So on a recent visit, he showed my the typewriter he'd bought, at store not far from his home. It's an impressive machine. Not one of the ancient Underwood manuals that I learned on, a typewriter so heavy it would qualify as a lethal weapon. No, his was small and sleek and portable, but the type was that typewriter type that exists only in memory, it seems. He had typed up something to show me, nothing more than words on a page really, but for him it was a prize, something to be admired. For him, writing on a typewriter was a return to a normal life. He could walk to his grocery store, his liquor store, hang out in his local bar, and when it came time to write, he didn't have to flip a switch, check a connection, ensure a printer was indeed capable of printing. He simply had to insert a sheet of paper into the carriage, think a bit about what he wanted to say, and then type.

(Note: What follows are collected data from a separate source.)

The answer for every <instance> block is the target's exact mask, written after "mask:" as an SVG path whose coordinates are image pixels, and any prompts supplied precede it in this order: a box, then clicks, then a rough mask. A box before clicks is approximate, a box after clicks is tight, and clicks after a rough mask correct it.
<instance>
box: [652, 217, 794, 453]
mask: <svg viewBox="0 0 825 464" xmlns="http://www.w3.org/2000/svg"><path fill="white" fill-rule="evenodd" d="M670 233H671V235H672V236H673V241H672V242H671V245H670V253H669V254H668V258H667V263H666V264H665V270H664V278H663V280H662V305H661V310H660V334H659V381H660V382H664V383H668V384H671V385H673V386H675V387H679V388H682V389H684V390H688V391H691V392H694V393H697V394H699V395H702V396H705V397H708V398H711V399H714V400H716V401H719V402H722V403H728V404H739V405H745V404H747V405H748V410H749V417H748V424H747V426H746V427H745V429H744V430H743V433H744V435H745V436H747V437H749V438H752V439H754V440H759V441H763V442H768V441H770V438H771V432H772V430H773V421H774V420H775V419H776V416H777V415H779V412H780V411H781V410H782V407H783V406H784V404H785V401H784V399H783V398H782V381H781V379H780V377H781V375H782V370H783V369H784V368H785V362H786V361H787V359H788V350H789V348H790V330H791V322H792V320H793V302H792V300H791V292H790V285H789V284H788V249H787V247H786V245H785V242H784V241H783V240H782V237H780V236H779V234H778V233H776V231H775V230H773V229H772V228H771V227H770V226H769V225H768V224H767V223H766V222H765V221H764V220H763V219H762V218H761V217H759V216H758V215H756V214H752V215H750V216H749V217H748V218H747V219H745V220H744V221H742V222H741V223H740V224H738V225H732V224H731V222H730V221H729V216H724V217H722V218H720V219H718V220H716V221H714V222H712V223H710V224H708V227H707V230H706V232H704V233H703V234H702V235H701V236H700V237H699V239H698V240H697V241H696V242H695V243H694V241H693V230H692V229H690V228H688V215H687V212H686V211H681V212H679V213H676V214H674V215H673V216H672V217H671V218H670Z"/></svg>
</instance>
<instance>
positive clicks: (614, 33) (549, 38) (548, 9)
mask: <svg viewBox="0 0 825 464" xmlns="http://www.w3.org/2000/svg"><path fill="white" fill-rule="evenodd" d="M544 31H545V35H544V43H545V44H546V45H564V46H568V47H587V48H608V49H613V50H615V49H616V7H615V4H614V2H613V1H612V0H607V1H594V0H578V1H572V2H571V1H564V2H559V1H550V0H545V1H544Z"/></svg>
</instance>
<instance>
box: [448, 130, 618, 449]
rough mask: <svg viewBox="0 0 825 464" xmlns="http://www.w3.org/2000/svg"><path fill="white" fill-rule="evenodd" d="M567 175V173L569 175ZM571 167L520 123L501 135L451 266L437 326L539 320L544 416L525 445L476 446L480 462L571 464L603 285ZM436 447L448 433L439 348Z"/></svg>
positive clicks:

Upon showing me his treasure, I remarked that many writers of note still write in longhand, and some still write on the typewriters they obtained early in their careers. He seemed pleased to know this, this affirmation of what was right in his world.
And I was pleased for him. A man ought to surround himself with what is good, and familiar, things that work and if they don't work, the man knows how to repair it, and bring it back to a state of usefulness.
I asked about replacing the ribbon, or perhaps the need of replacing a key if one breaks. My friend told me about the shop where he bought his typewriter and the man there. I was told there were many writers in Los Angeles who use nothing but their typewriter. They keep him in business, I was told.